Winning the division three tournament has sparked a surge in interest, enabling the Hong Kong Cricket Association to set up national squads at various age groups - under-13, under-15 and under-17 boys, as well as an under-17 girls squad.

'There are more kids interested in playing cricket following our win at home,' Najeeb said. 'If we do well in Dubai, it will just keep the momentum going and we know there will be more funds for the game.'

A fairy-tale comeback after losing the opening two games against the United States and Oman saw Hong Kong win the division three event, defeating Papua New Guinea by four wickets in the final of the six-team competition.

Head coach Charlie Burke has not made any significant changes to the winning formula, although there could be one change to the batting order with wicketkeeper-batsman Waqas Barkat being looked at as an opener.

The tried and tested combination of Courtney Kruger and Roy Lamsam failed to deliver, and even when they got going, runs came at a trickle.

None of the top three -Lamsam, Kruger or number three Hussain Butt- had a strike rate higher than 65.73, although they all aggregated over 100 runs. Butt finished with the most (211 runs from six innings), Lamsam was next with 183 and Kruger totalled 100.

While happy that Hong Kong are achieving bigger totals -they passed 250 twice batting first, and successfully chased down targets of more than 200 on a couple of occasions- there is a worry the runs come too slowly.

'Our strength has always been our bowling, but after the division three tournament, our batting also improved. The one thing we will have to improve on is our fielding. The grounds in Dubai will be big,' Najeeb said.

While youngsters like Nizakat Khan, Mark Chapman and Barkat stepped up to the crease, the biggest disappointment in the batting department in January was the performance of Irfan Ahmed.

The talented all-rounder scored only 67 runs from six innings with a highest total of 25. Known for his clean and big-hitting at the Hong Kong Sixes, Irfan was the leading wicket-taker with 11 wickets, but his poor form with the bat was a concern.

Hong Kong will hope Irfan will rediscover his touch in Dubai as he is one player who can score quickly and is capable of taking the game away from the opposition almost single-handedly.

'The good thing about our batting line-up is we bat deep,' Burke said. 'We have guys who can occupy the crease as well as guys who can come out and score quickly during the batting power play or at the end of the innings.'

In the bowling department, a good mix of left-arm spinners (Najeeb, Munir Dar, Nadeem Ahmed) and medium-pacers (Irfan, Tucker, Adil Mehmood, Aizaz Khan) will give Hong Kong a lot of bite.

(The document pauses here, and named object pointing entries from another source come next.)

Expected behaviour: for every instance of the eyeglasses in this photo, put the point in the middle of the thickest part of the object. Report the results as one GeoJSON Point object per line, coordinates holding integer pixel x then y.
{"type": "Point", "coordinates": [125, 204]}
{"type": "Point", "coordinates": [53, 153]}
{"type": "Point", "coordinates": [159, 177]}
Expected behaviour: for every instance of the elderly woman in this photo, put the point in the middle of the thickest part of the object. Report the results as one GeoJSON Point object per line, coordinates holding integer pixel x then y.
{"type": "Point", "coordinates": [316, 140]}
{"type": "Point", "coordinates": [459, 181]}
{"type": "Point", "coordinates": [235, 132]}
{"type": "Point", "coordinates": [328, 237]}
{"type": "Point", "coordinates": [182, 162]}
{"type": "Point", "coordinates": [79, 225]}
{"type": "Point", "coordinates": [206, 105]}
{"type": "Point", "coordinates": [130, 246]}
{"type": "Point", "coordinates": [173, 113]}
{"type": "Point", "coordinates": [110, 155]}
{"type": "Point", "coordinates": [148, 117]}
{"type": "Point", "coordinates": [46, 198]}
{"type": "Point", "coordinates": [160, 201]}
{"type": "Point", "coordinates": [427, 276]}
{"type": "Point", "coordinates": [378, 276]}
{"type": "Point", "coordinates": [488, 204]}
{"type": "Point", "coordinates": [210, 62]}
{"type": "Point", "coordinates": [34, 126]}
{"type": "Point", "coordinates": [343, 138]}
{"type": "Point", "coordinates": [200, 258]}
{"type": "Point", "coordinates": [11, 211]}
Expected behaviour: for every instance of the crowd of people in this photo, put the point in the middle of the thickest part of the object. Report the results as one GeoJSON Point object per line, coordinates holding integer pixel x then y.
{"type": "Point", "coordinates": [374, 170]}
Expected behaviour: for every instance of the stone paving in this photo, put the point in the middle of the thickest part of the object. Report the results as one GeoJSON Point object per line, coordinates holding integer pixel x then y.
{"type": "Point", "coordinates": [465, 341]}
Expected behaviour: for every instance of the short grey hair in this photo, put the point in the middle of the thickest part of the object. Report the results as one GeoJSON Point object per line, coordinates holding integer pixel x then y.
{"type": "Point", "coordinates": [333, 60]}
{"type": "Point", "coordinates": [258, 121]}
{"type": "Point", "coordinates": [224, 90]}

'It is an exciting time and I can't wait to see where we are at,' Burke said. 'Everyone knows a lot is riding on the outcome of this tournament and they all know we will have to play a lot better than we did in the division three tournament if we are to achieve anything.'

The HKCA has upped the ante by promising the players HK$300,000 if they finish in the top two (HK$150,000 if they make it into the top four) and this will be a huge motivating factor.

'We have played against Uganda, the United Arab Emirates and Papua New Guinea in recent times and done well. Bermuda and Namibia are a bit of an unknown quantity, but we are not worried,' Najeeb said. 'This is a huge tournament and we know if we do well, there will be a lot more top-quality cricket ahead of us. This is what we want and we will be going all out to achieve this goal.'

KEY GAMES:

April 8, Hong Kong v Uganda; April 9, Hong Kong v Bermuda; April 11, Hong Kong v United Arab Emirates; April 12, Hong Kong v Papua New Guinea; April 14, Hong Kong v Namibia; April 15, Final and play-offs.